Saturday, November 24, 2012

More Roses in November

They may not look like much, but they mean a lot to me!  

Teen cut these from our rose bush last night.

Friday, November 23, 2012


Yesterday was Thanksgiving Day.  I had an unusual day, and I'd like to tell you about it.

We had invited seven guests - a man and his two boys, and four singles.  (The invitation process was long and confusing; suffice it to say that I did not know, at any point, how many were invited, much less how many would actually come.)  Two of the seven let us know by Wednesday night that they would not attend.

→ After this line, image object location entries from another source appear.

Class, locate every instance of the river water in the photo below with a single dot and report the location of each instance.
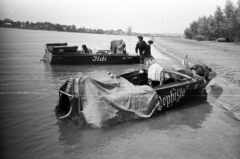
(30, 129)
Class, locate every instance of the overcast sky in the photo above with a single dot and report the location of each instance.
(145, 16)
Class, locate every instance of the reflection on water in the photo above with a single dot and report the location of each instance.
(29, 93)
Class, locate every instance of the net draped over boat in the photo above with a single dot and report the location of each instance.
(111, 101)
(118, 47)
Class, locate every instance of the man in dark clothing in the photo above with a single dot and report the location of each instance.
(141, 46)
(201, 70)
(148, 58)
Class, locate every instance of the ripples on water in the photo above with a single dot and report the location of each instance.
(29, 93)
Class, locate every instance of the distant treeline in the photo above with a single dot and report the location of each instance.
(67, 28)
(223, 24)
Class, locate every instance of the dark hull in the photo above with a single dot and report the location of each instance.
(86, 59)
(171, 94)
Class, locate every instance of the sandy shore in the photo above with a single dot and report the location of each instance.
(223, 58)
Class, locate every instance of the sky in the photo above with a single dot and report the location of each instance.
(144, 16)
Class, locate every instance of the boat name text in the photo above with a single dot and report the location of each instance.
(175, 95)
(99, 58)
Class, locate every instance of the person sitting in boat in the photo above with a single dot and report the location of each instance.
(86, 50)
(155, 74)
(148, 58)
(202, 70)
(118, 47)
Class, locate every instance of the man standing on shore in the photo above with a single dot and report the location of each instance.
(141, 46)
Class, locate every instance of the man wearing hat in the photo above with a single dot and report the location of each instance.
(141, 46)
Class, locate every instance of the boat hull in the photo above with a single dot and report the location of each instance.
(61, 53)
(85, 59)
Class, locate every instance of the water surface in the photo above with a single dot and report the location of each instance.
(30, 129)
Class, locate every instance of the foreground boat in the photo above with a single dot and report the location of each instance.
(61, 53)
(120, 98)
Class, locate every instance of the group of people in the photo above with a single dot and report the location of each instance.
(86, 50)
(144, 50)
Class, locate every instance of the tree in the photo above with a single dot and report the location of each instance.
(231, 20)
(219, 23)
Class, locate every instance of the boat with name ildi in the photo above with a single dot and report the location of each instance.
(61, 53)
(136, 94)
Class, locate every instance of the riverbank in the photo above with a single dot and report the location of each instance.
(223, 58)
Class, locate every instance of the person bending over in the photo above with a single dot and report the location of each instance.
(141, 46)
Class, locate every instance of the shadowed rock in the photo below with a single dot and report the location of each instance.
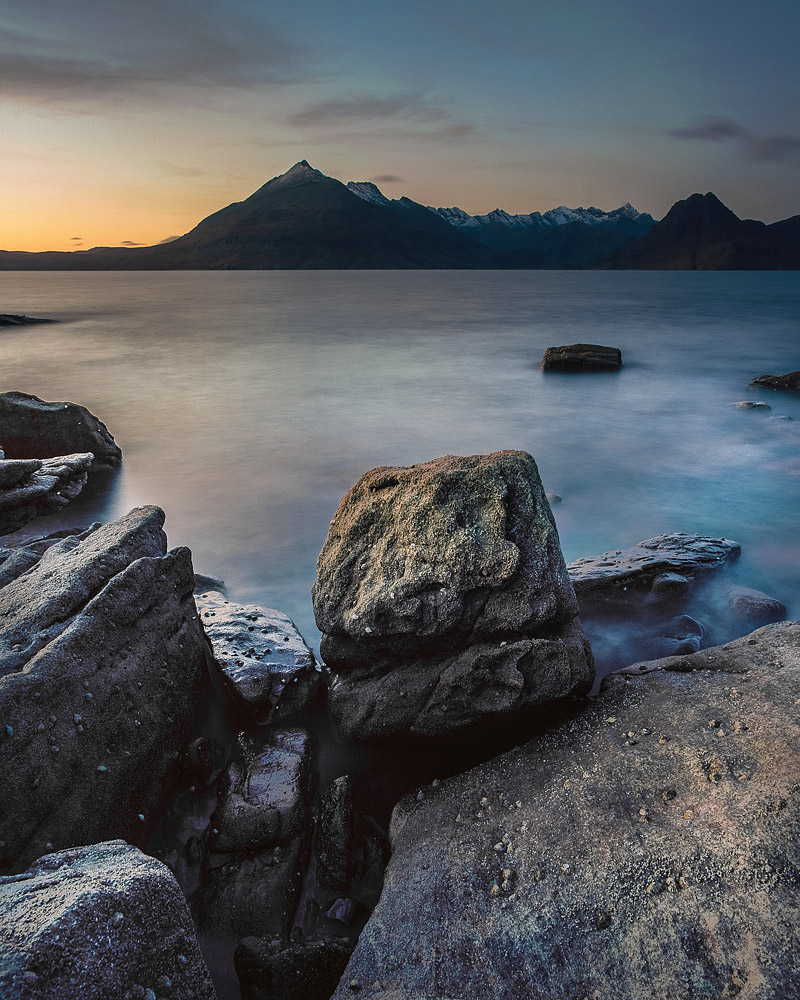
(31, 487)
(32, 428)
(789, 382)
(267, 665)
(99, 921)
(626, 574)
(444, 600)
(102, 663)
(581, 358)
(657, 849)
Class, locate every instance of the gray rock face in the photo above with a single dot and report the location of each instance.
(102, 663)
(32, 428)
(629, 573)
(789, 382)
(443, 597)
(102, 921)
(651, 842)
(442, 695)
(31, 487)
(259, 837)
(755, 606)
(269, 668)
(581, 358)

One guy called us Thanksgiving morning to tell us he couldn't make it.  One girl didn't get back to us at all - we learned she wasn't coming when she didn't show up.  The man with the boys didn't know until early in the afternoon, and he called us two hours before he was to arrive to ask if his cousin could come, as well.  Then, all four of them showed up nearly an hour earlier than expected.

On the surface, this all seems so confusing, and even downright rude.  And I thank God that I've become a more flexible person in the last few months, because my heart was beginning to feel put-upon and used.  Fortunately, I decided to wait and see how it all played out.

The guy who called on Thanksgiving morning is a bright young fellow - the kind of guy whose help you'd want for just about anything.  He's a whiz at computers, and equally eager to help with moving furniture, painting, or being a strong male presence in a hazardous situation.  He couldn't make it because he was called into work.  He's one of those people you call when you're aggravated with a certain appliance.  He's the numbskull you want to chew out when he gives you the answer he's paid to give you, but that you don't want to hear.  In our local depressed economy, a smart, eager young man needs to keep whatever job he can find - even if it's the kind that makes you listen to angry customers on a holiday.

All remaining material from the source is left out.